When conflict arises, confronting it head-on is usually the fastest way to resolve it. This should be the first tactic you consider. Granted, sometimes you may need to bide your time or approach it more strategically. And sometimes, there’s not a problem at all—it’s just a miscommunication (all too common in our remote-first world).
2. Listen to the other side.
Sometimes the source of the conflict is: you. That’s why it’s important to listen to the other person’s story and consider what you may have done to create or worsen the situation. That doesn’t mean you have to take everything they say to heart, but you should at least give them a fair shake before going in guns blazing.
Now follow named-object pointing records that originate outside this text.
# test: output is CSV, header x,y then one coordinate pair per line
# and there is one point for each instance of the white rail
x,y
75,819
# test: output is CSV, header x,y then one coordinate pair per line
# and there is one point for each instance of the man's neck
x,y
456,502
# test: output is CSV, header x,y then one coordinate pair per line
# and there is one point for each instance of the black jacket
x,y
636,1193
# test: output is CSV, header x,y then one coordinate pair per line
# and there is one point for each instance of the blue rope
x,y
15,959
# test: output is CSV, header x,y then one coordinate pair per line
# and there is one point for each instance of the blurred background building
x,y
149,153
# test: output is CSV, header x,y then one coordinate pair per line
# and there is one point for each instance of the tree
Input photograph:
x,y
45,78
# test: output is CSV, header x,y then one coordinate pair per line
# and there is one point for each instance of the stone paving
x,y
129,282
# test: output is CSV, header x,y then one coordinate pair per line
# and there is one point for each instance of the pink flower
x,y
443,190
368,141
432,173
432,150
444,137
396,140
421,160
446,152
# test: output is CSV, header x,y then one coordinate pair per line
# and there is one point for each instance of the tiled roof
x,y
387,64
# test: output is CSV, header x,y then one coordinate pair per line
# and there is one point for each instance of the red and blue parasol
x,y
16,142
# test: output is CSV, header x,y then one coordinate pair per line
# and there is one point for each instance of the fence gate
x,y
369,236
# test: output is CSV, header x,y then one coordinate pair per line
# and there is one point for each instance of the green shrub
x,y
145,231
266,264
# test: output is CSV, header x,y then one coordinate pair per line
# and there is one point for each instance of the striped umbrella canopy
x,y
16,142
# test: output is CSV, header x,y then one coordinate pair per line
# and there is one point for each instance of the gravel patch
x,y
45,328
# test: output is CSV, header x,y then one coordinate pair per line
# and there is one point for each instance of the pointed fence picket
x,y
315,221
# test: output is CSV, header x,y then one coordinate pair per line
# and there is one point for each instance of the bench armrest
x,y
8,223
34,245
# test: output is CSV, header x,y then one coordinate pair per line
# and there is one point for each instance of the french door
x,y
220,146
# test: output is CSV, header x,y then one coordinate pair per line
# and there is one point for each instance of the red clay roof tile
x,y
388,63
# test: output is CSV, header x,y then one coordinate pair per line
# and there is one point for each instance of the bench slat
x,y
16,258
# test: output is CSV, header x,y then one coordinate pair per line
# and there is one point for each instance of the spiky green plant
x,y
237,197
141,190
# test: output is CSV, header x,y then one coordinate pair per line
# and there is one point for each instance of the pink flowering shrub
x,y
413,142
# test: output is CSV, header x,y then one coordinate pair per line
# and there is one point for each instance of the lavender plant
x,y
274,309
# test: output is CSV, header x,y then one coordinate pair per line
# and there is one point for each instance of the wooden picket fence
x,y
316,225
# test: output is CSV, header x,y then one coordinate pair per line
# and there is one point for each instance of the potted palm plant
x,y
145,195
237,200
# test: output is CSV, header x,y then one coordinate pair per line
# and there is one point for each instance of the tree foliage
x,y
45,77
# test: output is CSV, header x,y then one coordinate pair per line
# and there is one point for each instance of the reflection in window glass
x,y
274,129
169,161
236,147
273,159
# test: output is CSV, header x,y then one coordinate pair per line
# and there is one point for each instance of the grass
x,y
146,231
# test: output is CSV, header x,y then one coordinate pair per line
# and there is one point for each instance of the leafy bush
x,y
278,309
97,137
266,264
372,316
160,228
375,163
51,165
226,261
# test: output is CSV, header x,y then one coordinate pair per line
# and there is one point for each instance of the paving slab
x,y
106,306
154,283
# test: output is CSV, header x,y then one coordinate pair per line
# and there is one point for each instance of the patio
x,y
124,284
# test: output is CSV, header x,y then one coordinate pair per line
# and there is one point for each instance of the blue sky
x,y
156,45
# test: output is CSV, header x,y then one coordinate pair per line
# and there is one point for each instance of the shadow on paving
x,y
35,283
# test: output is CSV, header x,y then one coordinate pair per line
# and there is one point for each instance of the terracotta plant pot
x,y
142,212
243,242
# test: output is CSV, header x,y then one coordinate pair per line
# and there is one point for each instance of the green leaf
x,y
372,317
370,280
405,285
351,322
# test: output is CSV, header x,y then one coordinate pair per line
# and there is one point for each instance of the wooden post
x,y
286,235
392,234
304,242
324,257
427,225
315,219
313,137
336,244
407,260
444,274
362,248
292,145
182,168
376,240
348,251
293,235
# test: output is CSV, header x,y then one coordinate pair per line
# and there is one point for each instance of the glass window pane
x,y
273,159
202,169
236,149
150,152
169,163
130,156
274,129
3. Focus on your positive relationships.
Although one person can take up an undue amount of mental space, remember there are other people in the organization you like working with. Focusing on the positive relationships can help to put things in perspective, and remind you why staying at the company is the best option.
4. Talk to your boss.
If the situation escalates beyond something you can handle—especially if there is toxicity or abuse—take it to your boss. Sometimes they’ll intervene directly, and sometimes they can offer advice on how you can handle it yourself.
5. Accept their personality.
People have quirks. It’s a reality of working in an organization. Sometimes, the “problem” isn’t a problem after all, and you need to accept the other person for who they are.
6. Avoid gossip.
When conversations around difficult coworkers are constructive, they can be a powerful tool. But idle gossip does nothing except to gin up everyone’s emotions and make the situation worse. Avoid it if at all possible.
7. Limit your interactions.
If someone is absolutely unbearable and you can’t resolve the situation, try to limit your interaction with them. (Note: This really only works for someone who’s not on your immediate team.)
Final Thoughts on Dealing with Difficult Coworkers
It’s completely normal to have conflict, especially in a high-powered organization. The problem arises when:
- Conflict goes unresolved
- Small problems develop into big ones
- Genuinely unacceptable behavior goes unchecked
So if there’s an issue, see if you can handle it yourself. See if you’re the one who’s actually the problem.
Then if that doesn’t work, go to someone for advice. This could be your boss or someone else you trust in the organization. If that doesn’t work, then you should go to your boss and see what they can do.
But if any of the difficult personalities we listed above are allowed to persist, it usually means there’s a deep fault in the leadership or culture of the organization. At that point, you should consider moving on.
However, if you can mitigate the issues and keep your workplace from turning toxic, you’ll set yourself up to thrive in that environment, which can only boost your career prospects.